Thursday, August 2, 2012

Young Lovecraft Words

by Pa Rock
Word Sprite


It's been over four years since I first posted a piece on this blog related to the powerful vocabulary of the late (and very great) horror writer, H.P. Lovecraft.  At that time I had just finished reading the Library of America's collection of Lovecraft stories and novellas.    The works in that volume had been selected for publication by contemporary horror writer, Peter Straub.

The piece that I wrote four years ago centered on the Lovecraft story "The Statement of Randolph Carter."  It was the first story in the collection.  In writing about his strong vocabulary, I selected a dozen or so very unusual words that Lovecraft had used in the story, many of an arcane nature,  and presented them in their original context.

"Lovecraft Words" proved to be one of the most highly read entries that I ever made in this blog.

Recently I purchased a "complete" collection of the works of H.P. Lovecraft which, of course, contains works not included in the Library of America edition.  The stories in the complete collection appear be presented chronologically.  The first story, "The Beast in the Cave," the tale of a young boy who becomes lost in Mammoth Cave when he strays from a tour, was written by H.P. Lovecraft when he was only thirteen-years-old.  And even though the writer was a mere lad when he put pen to paper and drafted that story, the writing was exceptionally strong.

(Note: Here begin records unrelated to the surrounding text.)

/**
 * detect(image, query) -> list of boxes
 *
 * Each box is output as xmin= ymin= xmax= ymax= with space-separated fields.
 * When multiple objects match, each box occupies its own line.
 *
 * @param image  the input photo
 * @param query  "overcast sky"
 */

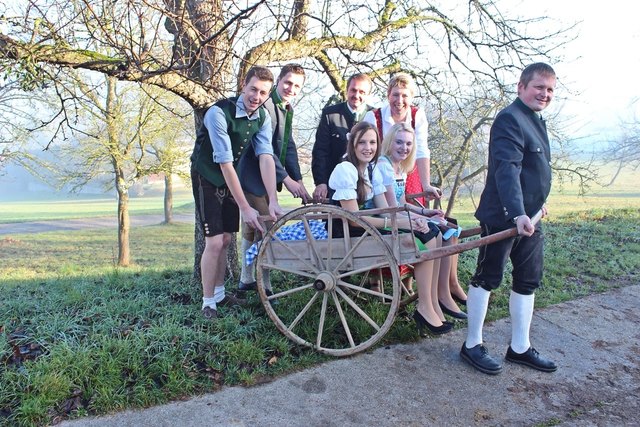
xmin=533 ymin=0 xmax=640 ymax=144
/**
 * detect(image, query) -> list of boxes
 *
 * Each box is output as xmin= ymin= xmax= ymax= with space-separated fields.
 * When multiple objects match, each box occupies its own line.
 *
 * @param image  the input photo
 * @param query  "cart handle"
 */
xmin=405 ymin=189 xmax=442 ymax=204
xmin=416 ymin=210 xmax=544 ymax=262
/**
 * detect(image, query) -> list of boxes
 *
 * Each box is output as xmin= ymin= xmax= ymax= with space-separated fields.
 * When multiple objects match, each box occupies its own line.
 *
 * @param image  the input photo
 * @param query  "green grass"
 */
xmin=1 ymin=165 xmax=640 ymax=426
xmin=1 ymin=209 xmax=639 ymax=426
xmin=3 ymin=162 xmax=638 ymax=225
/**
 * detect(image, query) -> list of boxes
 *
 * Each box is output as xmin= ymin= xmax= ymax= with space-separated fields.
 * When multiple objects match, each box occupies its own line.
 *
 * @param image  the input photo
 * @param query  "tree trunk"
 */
xmin=192 ymin=111 xmax=205 ymax=284
xmin=165 ymin=0 xmax=231 ymax=283
xmin=227 ymin=237 xmax=239 ymax=284
xmin=446 ymin=163 xmax=465 ymax=217
xmin=163 ymin=173 xmax=173 ymax=224
xmin=117 ymin=180 xmax=131 ymax=266
xmin=105 ymin=75 xmax=131 ymax=267
xmin=607 ymin=159 xmax=625 ymax=186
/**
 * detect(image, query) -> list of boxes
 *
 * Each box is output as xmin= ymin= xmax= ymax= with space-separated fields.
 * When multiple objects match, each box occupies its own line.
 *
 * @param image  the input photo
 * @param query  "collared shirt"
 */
xmin=346 ymin=103 xmax=367 ymax=122
xmin=203 ymin=95 xmax=273 ymax=164
xmin=363 ymin=104 xmax=430 ymax=159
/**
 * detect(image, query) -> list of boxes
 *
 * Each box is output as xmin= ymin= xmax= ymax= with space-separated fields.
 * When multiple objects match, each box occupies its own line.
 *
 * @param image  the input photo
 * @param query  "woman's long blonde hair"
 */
xmin=381 ymin=122 xmax=416 ymax=175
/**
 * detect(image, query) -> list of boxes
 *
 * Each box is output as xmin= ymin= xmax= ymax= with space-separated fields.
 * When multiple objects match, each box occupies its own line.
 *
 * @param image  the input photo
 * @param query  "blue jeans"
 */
xmin=470 ymin=222 xmax=544 ymax=295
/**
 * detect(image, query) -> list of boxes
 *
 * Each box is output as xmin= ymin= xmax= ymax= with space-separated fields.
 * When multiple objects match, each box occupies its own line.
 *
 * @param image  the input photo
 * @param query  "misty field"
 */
xmin=2 ymin=162 xmax=639 ymax=225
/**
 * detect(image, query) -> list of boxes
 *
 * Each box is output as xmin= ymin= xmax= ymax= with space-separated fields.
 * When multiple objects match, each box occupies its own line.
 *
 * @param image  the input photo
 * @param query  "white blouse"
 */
xmin=376 ymin=156 xmax=403 ymax=187
xmin=329 ymin=162 xmax=386 ymax=203
xmin=377 ymin=156 xmax=407 ymax=204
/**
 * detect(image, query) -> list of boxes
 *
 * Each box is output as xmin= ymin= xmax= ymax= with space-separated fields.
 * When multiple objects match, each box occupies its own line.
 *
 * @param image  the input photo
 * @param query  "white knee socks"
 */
xmin=239 ymin=238 xmax=256 ymax=284
xmin=203 ymin=284 xmax=226 ymax=308
xmin=509 ymin=291 xmax=534 ymax=353
xmin=465 ymin=286 xmax=491 ymax=348
xmin=213 ymin=284 xmax=226 ymax=303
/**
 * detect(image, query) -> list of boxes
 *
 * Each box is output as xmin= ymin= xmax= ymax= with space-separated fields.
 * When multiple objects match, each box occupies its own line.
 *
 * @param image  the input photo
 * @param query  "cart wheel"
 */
xmin=256 ymin=204 xmax=401 ymax=357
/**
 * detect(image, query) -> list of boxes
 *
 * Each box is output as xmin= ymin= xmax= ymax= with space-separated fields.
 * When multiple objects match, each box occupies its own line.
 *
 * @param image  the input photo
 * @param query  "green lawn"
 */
xmin=1 ymin=165 xmax=640 ymax=426
xmin=3 ymin=162 xmax=638 ymax=225
xmin=1 ymin=209 xmax=639 ymax=426
xmin=0 ymin=194 xmax=195 ymax=224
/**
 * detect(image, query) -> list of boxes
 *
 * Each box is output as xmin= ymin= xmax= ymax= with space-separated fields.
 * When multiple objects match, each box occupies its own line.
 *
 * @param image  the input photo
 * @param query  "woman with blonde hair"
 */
xmin=329 ymin=121 xmax=452 ymax=335
xmin=363 ymin=72 xmax=440 ymax=206
xmin=378 ymin=123 xmax=467 ymax=320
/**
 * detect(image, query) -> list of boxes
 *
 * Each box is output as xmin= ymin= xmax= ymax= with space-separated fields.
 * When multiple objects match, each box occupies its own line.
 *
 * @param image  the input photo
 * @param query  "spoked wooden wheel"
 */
xmin=255 ymin=204 xmax=401 ymax=357
xmin=362 ymin=266 xmax=417 ymax=308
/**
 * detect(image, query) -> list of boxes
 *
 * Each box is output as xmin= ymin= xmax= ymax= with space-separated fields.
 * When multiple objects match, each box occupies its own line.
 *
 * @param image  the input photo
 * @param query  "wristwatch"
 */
xmin=511 ymin=215 xmax=521 ymax=224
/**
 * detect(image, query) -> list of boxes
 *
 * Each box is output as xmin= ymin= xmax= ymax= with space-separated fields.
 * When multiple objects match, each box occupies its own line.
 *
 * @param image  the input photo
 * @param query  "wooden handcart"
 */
xmin=255 ymin=203 xmax=541 ymax=357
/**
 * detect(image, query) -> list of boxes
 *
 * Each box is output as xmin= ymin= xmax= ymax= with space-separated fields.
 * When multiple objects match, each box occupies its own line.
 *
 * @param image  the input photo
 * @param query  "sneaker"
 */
xmin=218 ymin=293 xmax=247 ymax=308
xmin=202 ymin=306 xmax=218 ymax=320
xmin=460 ymin=342 xmax=503 ymax=375
xmin=505 ymin=346 xmax=557 ymax=372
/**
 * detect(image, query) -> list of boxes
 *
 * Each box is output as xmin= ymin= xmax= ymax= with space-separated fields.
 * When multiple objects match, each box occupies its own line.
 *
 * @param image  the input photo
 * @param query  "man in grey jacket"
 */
xmin=238 ymin=63 xmax=310 ymax=293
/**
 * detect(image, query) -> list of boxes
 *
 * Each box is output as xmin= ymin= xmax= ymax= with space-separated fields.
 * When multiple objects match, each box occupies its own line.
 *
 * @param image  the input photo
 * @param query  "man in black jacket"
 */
xmin=238 ymin=64 xmax=310 ymax=292
xmin=312 ymin=73 xmax=373 ymax=201
xmin=460 ymin=63 xmax=558 ymax=375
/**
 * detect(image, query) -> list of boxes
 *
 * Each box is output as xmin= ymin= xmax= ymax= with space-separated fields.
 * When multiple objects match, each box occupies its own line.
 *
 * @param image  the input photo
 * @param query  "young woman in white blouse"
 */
xmin=378 ymin=123 xmax=468 ymax=320
xmin=328 ymin=121 xmax=453 ymax=335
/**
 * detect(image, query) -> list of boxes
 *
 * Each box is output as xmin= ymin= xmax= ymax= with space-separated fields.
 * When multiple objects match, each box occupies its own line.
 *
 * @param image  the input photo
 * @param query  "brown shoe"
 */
xmin=202 ymin=306 xmax=218 ymax=320
xmin=218 ymin=293 xmax=246 ymax=308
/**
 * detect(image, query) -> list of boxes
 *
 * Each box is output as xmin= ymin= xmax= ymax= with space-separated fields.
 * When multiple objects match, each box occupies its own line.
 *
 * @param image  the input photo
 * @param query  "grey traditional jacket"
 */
xmin=312 ymin=102 xmax=372 ymax=187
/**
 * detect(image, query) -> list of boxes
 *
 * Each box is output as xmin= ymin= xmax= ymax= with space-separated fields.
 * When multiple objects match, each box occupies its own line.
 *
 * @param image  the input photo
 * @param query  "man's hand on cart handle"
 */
xmin=515 ymin=216 xmax=534 ymax=237
xmin=515 ymin=207 xmax=546 ymax=237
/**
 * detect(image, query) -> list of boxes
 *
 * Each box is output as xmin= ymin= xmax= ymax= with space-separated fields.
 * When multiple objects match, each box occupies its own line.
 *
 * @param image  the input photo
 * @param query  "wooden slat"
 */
xmin=266 ymin=234 xmax=415 ymax=272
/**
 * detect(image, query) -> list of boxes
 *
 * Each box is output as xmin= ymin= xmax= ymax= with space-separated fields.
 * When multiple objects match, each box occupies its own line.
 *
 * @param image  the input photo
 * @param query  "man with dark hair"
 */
xmin=312 ymin=73 xmax=373 ymax=201
xmin=190 ymin=65 xmax=283 ymax=320
xmin=460 ymin=62 xmax=558 ymax=374
xmin=238 ymin=63 xmax=310 ymax=292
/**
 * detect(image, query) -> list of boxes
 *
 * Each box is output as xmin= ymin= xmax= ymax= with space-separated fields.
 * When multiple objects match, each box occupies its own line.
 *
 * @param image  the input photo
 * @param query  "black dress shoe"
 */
xmin=505 ymin=346 xmax=557 ymax=372
xmin=412 ymin=310 xmax=453 ymax=337
xmin=439 ymin=301 xmax=468 ymax=319
xmin=460 ymin=342 xmax=503 ymax=375
xmin=238 ymin=281 xmax=257 ymax=292
xmin=451 ymin=294 xmax=467 ymax=306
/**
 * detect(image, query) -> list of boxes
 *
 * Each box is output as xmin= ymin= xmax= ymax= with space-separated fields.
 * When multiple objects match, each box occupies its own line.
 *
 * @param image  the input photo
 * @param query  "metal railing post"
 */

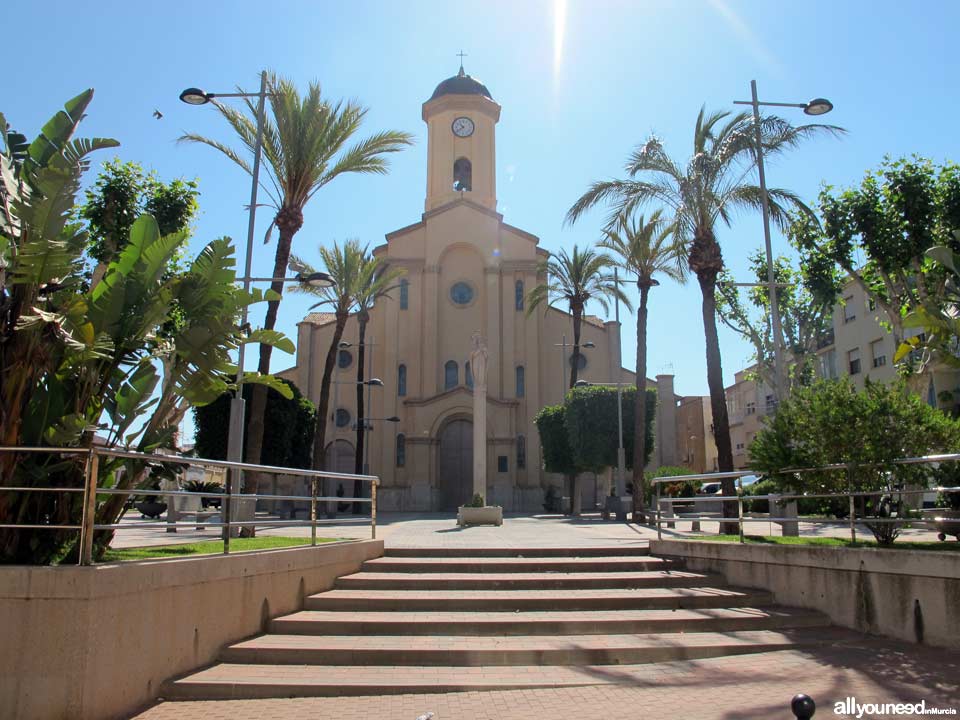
xmin=223 ymin=467 xmax=233 ymax=555
xmin=737 ymin=475 xmax=745 ymax=544
xmin=79 ymin=449 xmax=100 ymax=566
xmin=847 ymin=464 xmax=856 ymax=543
xmin=655 ymin=481 xmax=662 ymax=540
xmin=371 ymin=479 xmax=377 ymax=540
xmin=310 ymin=477 xmax=317 ymax=546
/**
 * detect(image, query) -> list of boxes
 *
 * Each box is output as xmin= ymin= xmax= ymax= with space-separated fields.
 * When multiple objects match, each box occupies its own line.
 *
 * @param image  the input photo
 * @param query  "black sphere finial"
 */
xmin=791 ymin=694 xmax=816 ymax=720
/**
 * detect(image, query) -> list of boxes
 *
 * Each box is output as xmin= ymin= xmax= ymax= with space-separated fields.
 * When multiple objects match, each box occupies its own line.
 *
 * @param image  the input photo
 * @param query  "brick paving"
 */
xmin=132 ymin=638 xmax=960 ymax=719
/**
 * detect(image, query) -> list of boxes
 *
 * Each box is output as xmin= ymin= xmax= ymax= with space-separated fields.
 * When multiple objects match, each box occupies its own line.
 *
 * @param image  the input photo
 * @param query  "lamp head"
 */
xmin=583 ymin=341 xmax=596 ymax=349
xmin=803 ymin=98 xmax=833 ymax=116
xmin=338 ymin=341 xmax=352 ymax=348
xmin=368 ymin=378 xmax=384 ymax=387
xmin=575 ymin=380 xmax=590 ymax=387
xmin=301 ymin=271 xmax=335 ymax=288
xmin=179 ymin=87 xmax=212 ymax=106
xmin=386 ymin=416 xmax=401 ymax=422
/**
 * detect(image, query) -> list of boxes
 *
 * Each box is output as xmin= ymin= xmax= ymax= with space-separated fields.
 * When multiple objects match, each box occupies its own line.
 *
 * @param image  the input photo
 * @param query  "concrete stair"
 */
xmin=163 ymin=545 xmax=834 ymax=700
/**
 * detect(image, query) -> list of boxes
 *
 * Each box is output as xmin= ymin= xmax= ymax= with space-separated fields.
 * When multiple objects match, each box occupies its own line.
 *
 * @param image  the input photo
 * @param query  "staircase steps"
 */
xmin=163 ymin=544 xmax=834 ymax=700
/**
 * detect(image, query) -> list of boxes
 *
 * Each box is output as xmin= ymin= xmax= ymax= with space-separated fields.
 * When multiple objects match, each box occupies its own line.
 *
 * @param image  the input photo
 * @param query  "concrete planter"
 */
xmin=457 ymin=505 xmax=503 ymax=527
xmin=650 ymin=538 xmax=960 ymax=648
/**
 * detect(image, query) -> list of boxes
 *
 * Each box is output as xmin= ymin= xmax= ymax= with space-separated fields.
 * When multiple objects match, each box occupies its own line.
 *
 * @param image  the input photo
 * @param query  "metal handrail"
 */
xmin=0 ymin=445 xmax=381 ymax=564
xmin=651 ymin=452 xmax=960 ymax=544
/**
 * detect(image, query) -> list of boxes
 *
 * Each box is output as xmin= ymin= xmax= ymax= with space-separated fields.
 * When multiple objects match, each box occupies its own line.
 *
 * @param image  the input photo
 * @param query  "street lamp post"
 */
xmin=554 ymin=338 xmax=595 ymax=398
xmin=733 ymin=81 xmax=833 ymax=403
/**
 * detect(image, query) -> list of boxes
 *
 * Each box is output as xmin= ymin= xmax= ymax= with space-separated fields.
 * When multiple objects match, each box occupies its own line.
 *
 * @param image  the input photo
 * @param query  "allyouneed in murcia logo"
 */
xmin=834 ymin=697 xmax=957 ymax=717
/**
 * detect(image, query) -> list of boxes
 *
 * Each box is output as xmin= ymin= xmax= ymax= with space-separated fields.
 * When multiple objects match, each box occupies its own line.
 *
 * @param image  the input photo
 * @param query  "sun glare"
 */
xmin=553 ymin=0 xmax=567 ymax=85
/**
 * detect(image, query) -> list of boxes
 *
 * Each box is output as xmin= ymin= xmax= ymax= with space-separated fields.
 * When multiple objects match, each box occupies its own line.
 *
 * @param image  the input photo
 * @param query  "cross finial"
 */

Here are some examples of the word power that H.P. Lovecraft was able to employ as a very young adolescent:

"The horrible conclusion which had been gradually obtruding itself upon my confused and reluctant mind was now an awful certainty." 
"I was lost, completely, hopelessly lost in the vast and labyrinthine recesses of Mammoth Cave." 
"If I must die, I reflected, then was this terrible yet majestic cavern as welcome a sepulchre as that which any churchyard might afford;  a conception which carried with it more of tranquility than of despair." 
"I remembered the accounts which I had heard of the colony of consumptives, who, taking their residence in this gigantic grotto to find health from the apparently salubrious air of the underground world, with its steady, uniform temperature, pure air, and peaceful quiet, had found, instead, death in strange and ghastly form." 
"And then I shouted, yelled, screamed, even shrieked with joy as I beheld the vaulted arches above the faint and glimmering effulgence which I knew to be the reflected light of an approaching torch." 
"The hands or feet were not prehensile, a fact that I ascribed to that long residence in the cave which, as I before mentioned, seemed evident from the all-pervading and almost unearthly whiteness so characteristic of the whole anatomy." 
"As I looked more closely, I saw that they were set in a face less prognathous than that of thee average ape, and infinitely more hairy."

Those are some mighty big words for a thirteen-year-old!

(Boone Macy, you need to be reading the dictionary and taking notes!)